While I applauded West’s inclusiveness and clear valuing of children, I was pretty sceptical about how a preacher could feed such a broad range of people, week in, week out, without missing people at either end of the maturity spectrum.
Three-and-a-half years later, I’m not just a convert but an evangelist for all-age preaching, all the time. It’s not easy, but I’m a better preacher for it, and the benefits to the congregation, in both preaching and community cohesion, certainly outweigh the difficulties.
All-age services offer the kind of deep community that including everyone fosters and the regular exercise of generosity this level of inclusion requires. Both mean I get really good bang for my buck in leading this community.
All our kids know a dozen adults outside their family who obviously think the world of them. It takes a church to raise a child, right? They all know that church is a place for them, where they are important (they each have jobs) and so is their growth.
Our aim is to have something in each service that is “for” most groups of people. We are also very clear that there will be parts of the service that are not “for” you. There will be action songs some adults feel silly singing, there will be boring talky bits that aren’t aimed at the youngest kids, there will be songs that aren’t your favourites and YouTube clips that shoot over your head.
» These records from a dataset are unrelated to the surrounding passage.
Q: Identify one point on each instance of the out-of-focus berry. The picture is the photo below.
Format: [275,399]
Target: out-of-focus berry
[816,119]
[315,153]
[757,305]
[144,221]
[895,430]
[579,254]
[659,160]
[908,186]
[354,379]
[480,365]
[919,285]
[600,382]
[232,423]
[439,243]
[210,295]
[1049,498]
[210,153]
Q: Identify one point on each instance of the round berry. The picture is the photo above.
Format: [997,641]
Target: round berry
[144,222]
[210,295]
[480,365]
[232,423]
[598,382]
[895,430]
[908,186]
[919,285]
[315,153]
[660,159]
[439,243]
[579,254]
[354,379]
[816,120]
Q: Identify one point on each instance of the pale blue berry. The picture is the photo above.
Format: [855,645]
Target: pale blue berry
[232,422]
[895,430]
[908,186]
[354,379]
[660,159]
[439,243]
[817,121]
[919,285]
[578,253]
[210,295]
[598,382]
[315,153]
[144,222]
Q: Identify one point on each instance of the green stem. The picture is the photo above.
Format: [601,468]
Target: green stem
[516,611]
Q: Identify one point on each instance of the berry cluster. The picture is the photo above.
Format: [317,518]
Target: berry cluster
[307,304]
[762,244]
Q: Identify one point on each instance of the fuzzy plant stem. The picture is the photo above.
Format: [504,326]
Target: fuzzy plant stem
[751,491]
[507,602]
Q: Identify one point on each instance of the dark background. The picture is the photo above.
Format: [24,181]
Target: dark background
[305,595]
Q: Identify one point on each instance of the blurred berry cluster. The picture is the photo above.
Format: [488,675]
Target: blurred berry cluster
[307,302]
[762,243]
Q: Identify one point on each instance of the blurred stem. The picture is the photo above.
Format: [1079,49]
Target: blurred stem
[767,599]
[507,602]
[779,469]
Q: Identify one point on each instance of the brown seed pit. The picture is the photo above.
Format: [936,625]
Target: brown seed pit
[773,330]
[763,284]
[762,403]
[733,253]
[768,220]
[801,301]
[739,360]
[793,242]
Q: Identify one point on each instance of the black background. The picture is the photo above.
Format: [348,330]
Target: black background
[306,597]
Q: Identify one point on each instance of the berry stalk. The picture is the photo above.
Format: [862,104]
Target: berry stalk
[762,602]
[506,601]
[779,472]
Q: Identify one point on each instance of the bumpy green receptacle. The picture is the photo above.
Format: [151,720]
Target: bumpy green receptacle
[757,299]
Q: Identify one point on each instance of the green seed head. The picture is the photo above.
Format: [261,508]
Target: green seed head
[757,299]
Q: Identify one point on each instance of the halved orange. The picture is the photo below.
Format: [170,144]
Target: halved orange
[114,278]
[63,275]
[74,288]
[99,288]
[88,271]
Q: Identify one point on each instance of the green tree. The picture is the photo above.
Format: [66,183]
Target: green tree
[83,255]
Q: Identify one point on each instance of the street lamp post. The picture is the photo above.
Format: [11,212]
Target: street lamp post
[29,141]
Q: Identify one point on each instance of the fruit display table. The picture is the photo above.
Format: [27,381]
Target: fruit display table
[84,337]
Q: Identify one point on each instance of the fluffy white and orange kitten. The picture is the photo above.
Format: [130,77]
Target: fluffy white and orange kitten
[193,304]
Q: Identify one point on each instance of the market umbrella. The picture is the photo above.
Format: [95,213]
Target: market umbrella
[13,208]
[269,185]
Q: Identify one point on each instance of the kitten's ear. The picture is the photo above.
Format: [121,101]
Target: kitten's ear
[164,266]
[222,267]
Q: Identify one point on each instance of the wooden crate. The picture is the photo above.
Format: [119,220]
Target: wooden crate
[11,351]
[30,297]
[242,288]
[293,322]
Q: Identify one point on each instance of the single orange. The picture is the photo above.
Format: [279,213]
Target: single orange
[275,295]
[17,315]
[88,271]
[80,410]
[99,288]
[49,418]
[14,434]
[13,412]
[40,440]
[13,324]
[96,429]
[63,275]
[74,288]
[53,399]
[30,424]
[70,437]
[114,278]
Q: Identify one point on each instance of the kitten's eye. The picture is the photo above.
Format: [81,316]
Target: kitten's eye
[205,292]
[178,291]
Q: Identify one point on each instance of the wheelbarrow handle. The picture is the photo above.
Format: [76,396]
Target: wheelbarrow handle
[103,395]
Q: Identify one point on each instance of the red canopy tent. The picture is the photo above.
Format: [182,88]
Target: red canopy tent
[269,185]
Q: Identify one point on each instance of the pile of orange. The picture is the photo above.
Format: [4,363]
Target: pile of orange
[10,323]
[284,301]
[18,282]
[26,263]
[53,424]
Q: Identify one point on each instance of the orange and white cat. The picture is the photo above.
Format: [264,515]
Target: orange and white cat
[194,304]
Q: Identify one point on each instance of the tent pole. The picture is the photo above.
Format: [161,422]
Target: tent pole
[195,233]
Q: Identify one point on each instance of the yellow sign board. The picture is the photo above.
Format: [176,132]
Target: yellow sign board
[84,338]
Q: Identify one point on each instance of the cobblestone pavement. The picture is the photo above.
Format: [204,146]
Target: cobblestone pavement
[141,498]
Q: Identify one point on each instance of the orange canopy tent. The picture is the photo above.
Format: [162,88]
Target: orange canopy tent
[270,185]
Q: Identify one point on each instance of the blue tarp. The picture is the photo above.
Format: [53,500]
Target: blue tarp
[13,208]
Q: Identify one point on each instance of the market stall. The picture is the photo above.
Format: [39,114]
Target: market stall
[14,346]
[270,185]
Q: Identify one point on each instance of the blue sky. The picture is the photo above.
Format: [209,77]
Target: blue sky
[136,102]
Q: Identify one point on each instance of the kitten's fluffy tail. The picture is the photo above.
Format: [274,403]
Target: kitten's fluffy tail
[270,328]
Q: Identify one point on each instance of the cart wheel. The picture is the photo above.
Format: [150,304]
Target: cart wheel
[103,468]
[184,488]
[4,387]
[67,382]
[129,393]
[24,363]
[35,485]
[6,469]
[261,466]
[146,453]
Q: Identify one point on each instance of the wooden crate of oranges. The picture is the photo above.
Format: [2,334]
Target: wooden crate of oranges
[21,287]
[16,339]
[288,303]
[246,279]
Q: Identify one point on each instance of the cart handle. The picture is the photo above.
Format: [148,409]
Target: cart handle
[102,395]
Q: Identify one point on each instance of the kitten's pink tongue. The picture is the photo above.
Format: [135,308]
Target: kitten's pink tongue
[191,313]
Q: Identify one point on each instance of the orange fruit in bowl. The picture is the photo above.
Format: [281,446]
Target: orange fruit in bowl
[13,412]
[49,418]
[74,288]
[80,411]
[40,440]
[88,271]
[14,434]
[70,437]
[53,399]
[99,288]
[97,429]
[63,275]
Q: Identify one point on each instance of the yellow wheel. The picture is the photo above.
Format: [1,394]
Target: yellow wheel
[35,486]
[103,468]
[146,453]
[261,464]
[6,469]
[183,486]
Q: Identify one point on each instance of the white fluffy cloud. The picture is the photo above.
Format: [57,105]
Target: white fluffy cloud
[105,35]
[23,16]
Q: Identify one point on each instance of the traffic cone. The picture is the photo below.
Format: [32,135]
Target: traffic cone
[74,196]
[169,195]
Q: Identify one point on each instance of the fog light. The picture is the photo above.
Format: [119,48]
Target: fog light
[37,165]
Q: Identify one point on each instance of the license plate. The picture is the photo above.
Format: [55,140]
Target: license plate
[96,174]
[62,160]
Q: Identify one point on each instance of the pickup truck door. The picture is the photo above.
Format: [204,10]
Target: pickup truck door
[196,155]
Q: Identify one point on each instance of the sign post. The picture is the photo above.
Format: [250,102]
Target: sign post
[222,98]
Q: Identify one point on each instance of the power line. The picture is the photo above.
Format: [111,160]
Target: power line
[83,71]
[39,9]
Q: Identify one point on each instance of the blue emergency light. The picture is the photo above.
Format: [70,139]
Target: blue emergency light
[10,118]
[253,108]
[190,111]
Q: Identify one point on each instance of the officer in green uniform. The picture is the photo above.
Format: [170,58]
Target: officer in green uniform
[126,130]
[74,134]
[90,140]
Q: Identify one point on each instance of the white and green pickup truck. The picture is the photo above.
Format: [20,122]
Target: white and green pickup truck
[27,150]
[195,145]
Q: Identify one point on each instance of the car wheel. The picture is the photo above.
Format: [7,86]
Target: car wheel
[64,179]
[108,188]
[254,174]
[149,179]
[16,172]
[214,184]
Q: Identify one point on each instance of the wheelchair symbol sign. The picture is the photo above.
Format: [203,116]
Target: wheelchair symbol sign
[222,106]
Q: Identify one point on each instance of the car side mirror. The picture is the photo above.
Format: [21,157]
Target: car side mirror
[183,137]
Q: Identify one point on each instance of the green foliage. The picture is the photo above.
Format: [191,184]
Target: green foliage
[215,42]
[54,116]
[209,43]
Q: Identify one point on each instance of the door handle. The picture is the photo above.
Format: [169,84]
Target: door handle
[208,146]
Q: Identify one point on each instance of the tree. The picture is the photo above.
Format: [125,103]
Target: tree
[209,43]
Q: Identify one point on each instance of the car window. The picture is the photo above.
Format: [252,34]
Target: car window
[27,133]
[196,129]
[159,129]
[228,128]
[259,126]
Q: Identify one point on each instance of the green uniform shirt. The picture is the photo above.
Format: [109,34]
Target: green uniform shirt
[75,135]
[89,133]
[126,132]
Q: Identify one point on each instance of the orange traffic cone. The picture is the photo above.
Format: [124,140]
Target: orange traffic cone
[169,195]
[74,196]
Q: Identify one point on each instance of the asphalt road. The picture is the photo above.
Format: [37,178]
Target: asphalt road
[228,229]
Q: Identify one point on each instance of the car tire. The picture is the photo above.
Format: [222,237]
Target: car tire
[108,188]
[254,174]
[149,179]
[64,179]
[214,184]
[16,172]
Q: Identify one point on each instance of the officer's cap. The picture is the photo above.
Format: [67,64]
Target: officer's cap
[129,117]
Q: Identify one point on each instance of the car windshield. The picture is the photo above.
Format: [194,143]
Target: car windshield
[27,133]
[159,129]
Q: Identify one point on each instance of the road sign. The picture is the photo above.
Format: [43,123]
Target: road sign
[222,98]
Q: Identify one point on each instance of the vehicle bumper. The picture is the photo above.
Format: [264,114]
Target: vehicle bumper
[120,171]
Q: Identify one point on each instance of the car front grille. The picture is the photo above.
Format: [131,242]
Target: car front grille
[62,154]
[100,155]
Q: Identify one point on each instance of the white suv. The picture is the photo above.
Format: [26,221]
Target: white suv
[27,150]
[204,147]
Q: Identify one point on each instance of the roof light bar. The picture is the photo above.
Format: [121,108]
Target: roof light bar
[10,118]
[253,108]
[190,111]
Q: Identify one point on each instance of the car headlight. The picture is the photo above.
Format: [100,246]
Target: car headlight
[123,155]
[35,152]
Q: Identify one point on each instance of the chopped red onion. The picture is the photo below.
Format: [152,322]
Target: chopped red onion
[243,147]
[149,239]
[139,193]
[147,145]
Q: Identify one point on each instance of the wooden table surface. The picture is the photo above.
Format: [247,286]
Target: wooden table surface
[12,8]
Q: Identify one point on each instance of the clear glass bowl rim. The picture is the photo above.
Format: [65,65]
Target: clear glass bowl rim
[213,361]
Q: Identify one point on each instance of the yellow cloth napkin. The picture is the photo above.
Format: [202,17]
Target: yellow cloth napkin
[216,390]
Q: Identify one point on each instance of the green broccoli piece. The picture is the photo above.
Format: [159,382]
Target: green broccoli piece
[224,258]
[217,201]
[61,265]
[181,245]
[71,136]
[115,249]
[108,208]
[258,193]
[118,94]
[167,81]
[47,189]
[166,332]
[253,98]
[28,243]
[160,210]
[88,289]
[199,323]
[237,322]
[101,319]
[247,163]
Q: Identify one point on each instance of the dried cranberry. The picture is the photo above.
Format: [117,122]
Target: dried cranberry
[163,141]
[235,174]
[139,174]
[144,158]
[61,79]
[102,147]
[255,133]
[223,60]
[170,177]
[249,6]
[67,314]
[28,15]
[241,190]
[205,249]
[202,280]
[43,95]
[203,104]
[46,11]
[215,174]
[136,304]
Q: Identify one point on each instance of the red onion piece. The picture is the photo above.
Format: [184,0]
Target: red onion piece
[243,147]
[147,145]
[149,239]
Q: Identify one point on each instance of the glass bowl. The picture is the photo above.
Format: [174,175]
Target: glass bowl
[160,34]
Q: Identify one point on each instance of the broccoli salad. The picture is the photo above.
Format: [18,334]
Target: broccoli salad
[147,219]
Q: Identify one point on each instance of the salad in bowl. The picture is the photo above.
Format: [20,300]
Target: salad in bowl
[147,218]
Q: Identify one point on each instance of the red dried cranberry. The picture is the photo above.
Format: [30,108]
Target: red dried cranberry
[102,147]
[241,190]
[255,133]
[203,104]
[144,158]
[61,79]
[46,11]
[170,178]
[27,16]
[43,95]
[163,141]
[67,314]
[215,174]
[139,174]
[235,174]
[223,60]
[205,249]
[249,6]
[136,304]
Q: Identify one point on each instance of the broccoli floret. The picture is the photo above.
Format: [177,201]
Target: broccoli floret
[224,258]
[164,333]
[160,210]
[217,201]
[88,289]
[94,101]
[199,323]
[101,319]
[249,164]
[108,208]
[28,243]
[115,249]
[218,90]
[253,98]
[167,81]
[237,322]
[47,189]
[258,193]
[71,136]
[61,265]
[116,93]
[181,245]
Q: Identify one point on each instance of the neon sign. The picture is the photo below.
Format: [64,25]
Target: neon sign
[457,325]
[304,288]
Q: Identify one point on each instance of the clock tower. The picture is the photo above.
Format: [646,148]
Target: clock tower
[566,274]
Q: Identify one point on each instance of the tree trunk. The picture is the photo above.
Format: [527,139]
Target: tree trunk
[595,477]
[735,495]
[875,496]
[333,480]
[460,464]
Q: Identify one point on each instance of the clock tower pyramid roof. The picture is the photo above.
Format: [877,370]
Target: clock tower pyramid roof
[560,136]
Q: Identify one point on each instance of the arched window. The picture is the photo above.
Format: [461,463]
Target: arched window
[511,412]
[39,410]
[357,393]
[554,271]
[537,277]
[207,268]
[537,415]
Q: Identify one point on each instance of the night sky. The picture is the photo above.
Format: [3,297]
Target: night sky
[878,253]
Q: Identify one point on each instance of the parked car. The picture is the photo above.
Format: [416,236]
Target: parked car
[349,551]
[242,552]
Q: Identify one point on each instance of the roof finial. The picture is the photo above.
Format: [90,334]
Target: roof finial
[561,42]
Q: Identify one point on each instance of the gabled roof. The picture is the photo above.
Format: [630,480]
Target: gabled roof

But isn’t this true in any church?
We remind each other that generosity to other people in allowing them space for things we don’t enjoy but that connects them to God is worship in itself, and to be embraced. And we get regular practice at this, week in, week out.
But what about the poor preacher whose congregation ranges from babies and pre-schoolers not known for their love of sermons or quiet, to people who are eager to be stretched after 40 years of following Jesus?
My approach is usually to think and write content for mature Christians, but present it creatively in ways that invite younger Christians to engage with big ideas. On a good day, this means that both ends of the spectrum are reached by the sermon.
We all use images, stories and evocative language to illustrate the points we make. The trick to an all-age preaching lifestyle seems to be to make that imagery three-dimensional. Instead of just telling a story or describing an image, here are some things I’ve tried:
- read a carefully picked, excellent kids’ book, with the pictures scanned for the screen, and weave it into the sermon as the main illustration;
- get adults and kids to be characters in a story, or even parts of a diagram, acting it out impromptu;
- do a demonstration with props (think of the ‘rocks in the jar’ demo you may have seen);
- do a brief craft activity that brings it all together;
- or just have a great picture or prop to make the image jump out.
Many preachers have probably done all of these at some point in preaching to adults – it’s not rocket science, just methodical fleshing out of normal preaching practice.
This is not the dreaded slavery to trendy YouTube clips or dependence on technology that conscientious preachers rightly worry about. It is simply making our existing imagery three-dimensional, more accessible to those with younger minds or non-auditory preferences.
All-age preaching has been great for stretching my skills. It makes me a more thoughtful, creative preacher because I can’t rely on purely oral sermons where the congregation works hard to keep pace.
Not every sermon has to be for every person, in our approach. But more often I preach sermons that have the same content as one intended for an attentive adult audience, but with the imagery made manifest in a way that broadens the accessibility.
In giving children access to our preaching, we accidentally include a lot of adults who might struggle to engage with purely spoken sermons, or who don’t have years of churchgoing to help them navigate sermons.
Could preaching to minors be a master class for your congregation?